Ingår i: Proceedings of the 21st Nordic Conference on Computational Linguistics, NoDaLiDa, 22-24 May 2017, Gothenburg, Sweden

Linköping Electronic Conference Proceedings 131:5, s. 37-45

NEALT Proceedings Series 29:5, s. 37-45

Publicerad: 2017-05-08

ISBN: 978-91-7685-601-7

ISSN: 1650-3686 (tryckt), 1650-3740 (online)

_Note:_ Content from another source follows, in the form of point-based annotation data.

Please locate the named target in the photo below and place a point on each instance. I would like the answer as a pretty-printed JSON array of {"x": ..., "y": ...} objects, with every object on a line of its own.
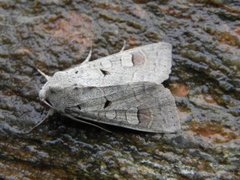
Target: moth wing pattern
[
  {"x": 142, "y": 106},
  {"x": 149, "y": 63}
]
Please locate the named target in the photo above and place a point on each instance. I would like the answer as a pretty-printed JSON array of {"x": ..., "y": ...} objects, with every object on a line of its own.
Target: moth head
[{"x": 57, "y": 90}]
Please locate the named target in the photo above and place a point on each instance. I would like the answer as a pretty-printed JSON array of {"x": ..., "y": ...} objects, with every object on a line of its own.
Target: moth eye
[
  {"x": 107, "y": 104},
  {"x": 104, "y": 72}
]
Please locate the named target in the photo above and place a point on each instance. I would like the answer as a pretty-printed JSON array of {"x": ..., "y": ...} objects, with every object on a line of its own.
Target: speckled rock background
[{"x": 54, "y": 35}]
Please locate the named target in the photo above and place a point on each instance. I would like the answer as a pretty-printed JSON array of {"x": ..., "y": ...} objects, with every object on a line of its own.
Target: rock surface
[{"x": 53, "y": 35}]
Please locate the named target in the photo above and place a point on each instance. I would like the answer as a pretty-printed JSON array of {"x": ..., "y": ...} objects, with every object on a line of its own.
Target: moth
[{"x": 124, "y": 89}]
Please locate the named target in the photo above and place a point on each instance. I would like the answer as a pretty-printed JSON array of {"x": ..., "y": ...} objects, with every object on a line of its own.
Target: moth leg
[
  {"x": 124, "y": 45},
  {"x": 43, "y": 74},
  {"x": 50, "y": 113},
  {"x": 88, "y": 57},
  {"x": 85, "y": 122}
]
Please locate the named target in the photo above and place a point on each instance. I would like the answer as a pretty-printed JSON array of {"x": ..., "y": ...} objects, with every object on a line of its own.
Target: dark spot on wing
[
  {"x": 47, "y": 101},
  {"x": 138, "y": 58},
  {"x": 104, "y": 72},
  {"x": 107, "y": 104}
]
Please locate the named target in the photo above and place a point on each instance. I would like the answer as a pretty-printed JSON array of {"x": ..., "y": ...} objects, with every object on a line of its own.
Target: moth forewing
[
  {"x": 123, "y": 89},
  {"x": 141, "y": 106}
]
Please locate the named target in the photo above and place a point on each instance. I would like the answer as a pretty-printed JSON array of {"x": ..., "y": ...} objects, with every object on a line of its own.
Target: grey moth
[{"x": 123, "y": 89}]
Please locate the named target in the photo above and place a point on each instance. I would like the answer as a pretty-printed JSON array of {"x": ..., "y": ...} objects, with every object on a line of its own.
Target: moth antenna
[
  {"x": 124, "y": 46},
  {"x": 85, "y": 122},
  {"x": 50, "y": 113},
  {"x": 88, "y": 57},
  {"x": 43, "y": 74}
]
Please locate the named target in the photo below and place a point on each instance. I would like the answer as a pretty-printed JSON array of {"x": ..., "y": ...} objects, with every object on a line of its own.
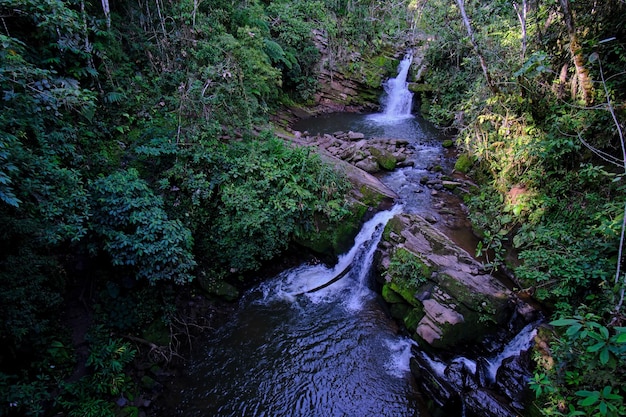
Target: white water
[
  {"x": 301, "y": 280},
  {"x": 398, "y": 100},
  {"x": 522, "y": 341},
  {"x": 288, "y": 353}
]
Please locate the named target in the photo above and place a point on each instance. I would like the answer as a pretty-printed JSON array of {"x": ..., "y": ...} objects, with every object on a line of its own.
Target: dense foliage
[
  {"x": 536, "y": 90},
  {"x": 135, "y": 158}
]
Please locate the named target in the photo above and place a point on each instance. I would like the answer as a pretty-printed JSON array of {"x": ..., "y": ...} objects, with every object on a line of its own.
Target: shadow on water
[{"x": 334, "y": 352}]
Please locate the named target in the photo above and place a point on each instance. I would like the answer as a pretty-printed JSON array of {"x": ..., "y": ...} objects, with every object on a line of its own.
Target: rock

Figurative language identification is a hard problem for computers. In this paper we handle a subproblem: chiasmus detection. By chiasmus we understand a rhetorical figure that consists in repeating two elements in reverse order: “First shall be last, last shall be first”. Chiasmus detection is a needle-in-the-haystack problem with a couple of true positives for millions of false positives. Due to a lack of annotated data, prior work on detecting chiasmus in running text has only considered hand-tuned systems. In this paper, we explore the use of machine learning on a partially annotated corpus. With only 31 positive instances and partial annotation of negative instances, we manage to build a system that improves both precision and recall compared to a hand-tuned system using the same features. Comparing the feature weights learned by the machine to those give by the human, we discover common characteristics of chiasmus.